🤖 AI Summary
To address the degradation in fault detection capability and poor scalability caused by redundancy removal in Multi-Criteria Test Suite Minimization (MCTSM), this paper proposes a synergistic optimization method integrating statement coverage, fault detection effectiveness, and test-case coverage similarity. Innovatively, coverage similarity is formulated as an Integer Linear Programming (ILP) constraint, and the resulting NP-hard problem is solved collaboratively via bipartite graph embedding and Proximal Policy Optimization (PPO)-based reinforcement learning. Evaluated on the Defects4J benchmark, our approach completes minimization in an average of 47 minutes, exhibiting linear scalability with input size. While preserving original statement coverage and known-defect detection rates, it significantly improves detection of previously unknown faults. The resulting minimized test suites achieve superior conciseness, diversity, and fault-detection effectiveness.
📝 Abstract
The Multi-Criteria Test Suite Minimization (MCTSM) problem aims to remove redundant test cases, guided by adequacy criteria such as code coverage or fault detection capability. However, current techniques either exhibit a high loss of fault detection ability or face scalability challenges due to the NP-hard nature of the problem, which limits their practical utility.

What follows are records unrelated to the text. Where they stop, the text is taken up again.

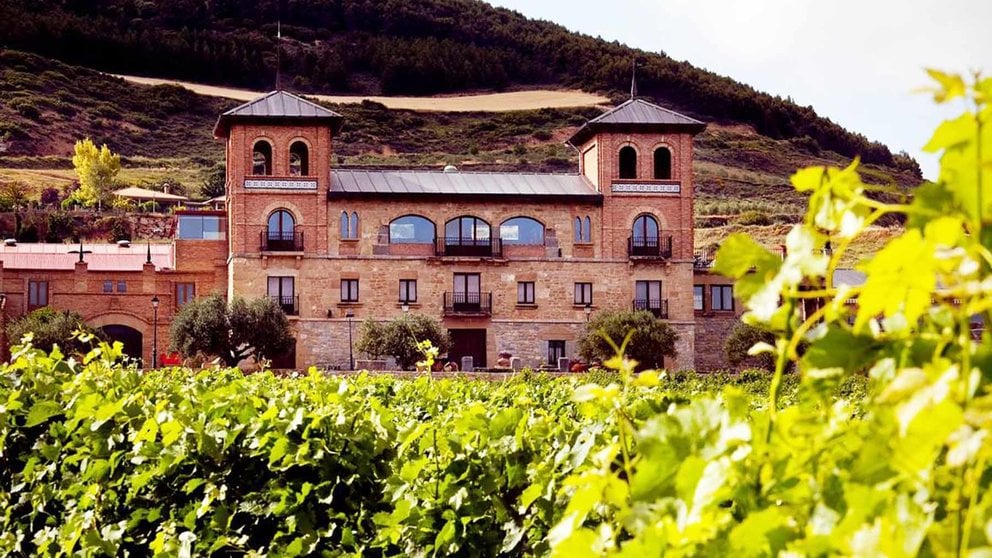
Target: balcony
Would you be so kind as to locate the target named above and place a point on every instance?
(280, 241)
(659, 308)
(468, 303)
(469, 247)
(290, 304)
(646, 247)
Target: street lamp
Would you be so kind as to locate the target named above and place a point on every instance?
(155, 331)
(351, 353)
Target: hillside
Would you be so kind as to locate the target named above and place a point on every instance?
(46, 105)
(394, 47)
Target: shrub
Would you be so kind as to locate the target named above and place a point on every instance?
(740, 341)
(398, 338)
(244, 328)
(651, 339)
(50, 327)
(754, 217)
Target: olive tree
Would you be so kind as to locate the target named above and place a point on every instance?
(233, 331)
(651, 339)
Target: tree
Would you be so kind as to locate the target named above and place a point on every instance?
(51, 327)
(235, 331)
(96, 170)
(398, 338)
(652, 339)
(740, 341)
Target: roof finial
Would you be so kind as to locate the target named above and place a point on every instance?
(278, 54)
(633, 79)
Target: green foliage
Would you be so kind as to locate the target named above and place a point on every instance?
(399, 338)
(100, 459)
(96, 168)
(651, 339)
(235, 331)
(49, 327)
(740, 342)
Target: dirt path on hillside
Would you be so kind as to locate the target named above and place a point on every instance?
(491, 102)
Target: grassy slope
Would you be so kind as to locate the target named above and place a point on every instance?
(165, 132)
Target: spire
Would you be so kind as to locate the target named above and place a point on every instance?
(278, 54)
(633, 79)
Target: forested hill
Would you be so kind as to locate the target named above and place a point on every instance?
(392, 47)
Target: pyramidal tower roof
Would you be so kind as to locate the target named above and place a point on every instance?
(278, 106)
(636, 115)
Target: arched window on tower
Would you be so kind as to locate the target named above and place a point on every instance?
(280, 234)
(628, 162)
(261, 158)
(299, 159)
(662, 163)
(349, 225)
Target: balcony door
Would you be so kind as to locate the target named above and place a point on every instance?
(282, 291)
(467, 292)
(647, 296)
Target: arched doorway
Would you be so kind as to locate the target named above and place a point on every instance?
(128, 336)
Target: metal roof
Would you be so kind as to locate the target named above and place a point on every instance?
(849, 277)
(277, 105)
(103, 257)
(636, 113)
(444, 183)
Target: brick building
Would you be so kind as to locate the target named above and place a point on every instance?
(510, 262)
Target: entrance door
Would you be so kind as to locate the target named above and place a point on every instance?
(129, 337)
(468, 342)
(468, 295)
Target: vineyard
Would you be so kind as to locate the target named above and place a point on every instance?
(871, 437)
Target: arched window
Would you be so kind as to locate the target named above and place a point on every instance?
(645, 231)
(261, 158)
(522, 230)
(299, 159)
(628, 162)
(411, 229)
(466, 228)
(280, 234)
(662, 163)
(349, 225)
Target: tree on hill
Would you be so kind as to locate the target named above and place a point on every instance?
(96, 168)
(50, 327)
(398, 338)
(233, 332)
(652, 339)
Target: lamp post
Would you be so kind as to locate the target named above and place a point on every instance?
(351, 353)
(155, 331)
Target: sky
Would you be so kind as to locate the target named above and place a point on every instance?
(856, 62)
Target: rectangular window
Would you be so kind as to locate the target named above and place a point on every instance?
(185, 292)
(556, 350)
(583, 294)
(201, 227)
(408, 291)
(697, 297)
(722, 297)
(37, 294)
(283, 291)
(525, 292)
(349, 290)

We propose TripRL, a novel technique that integrates traditional criteria such as statement coverage and fault detection ability with test coverage similarity into an Integer Linear Program (ILP), to produce a diverse reduced test suite with high test effectiveness. TripRL leverages bipartite graph representation and its embedding for concise ILP formulation and combines ILP with effective reinforcement learning (RL) training. This combination renders large-scale test suite minimization more scalable and enhances test effectiveness. Our empirical evaluations demonstrate that TripRL's runtime scales linearly with the magnitude of the MCTSM problem. Notably, for large test suites from the Defects4j dataset where existing approaches fail to provide solutions within a reasonable time frame, our technique consistently delivers solutions in less than 47 minutes. The reduced test suites produced by TripRL also maintain the original statement coverage and fault detection ability while having a higher potential to detect unknown faults.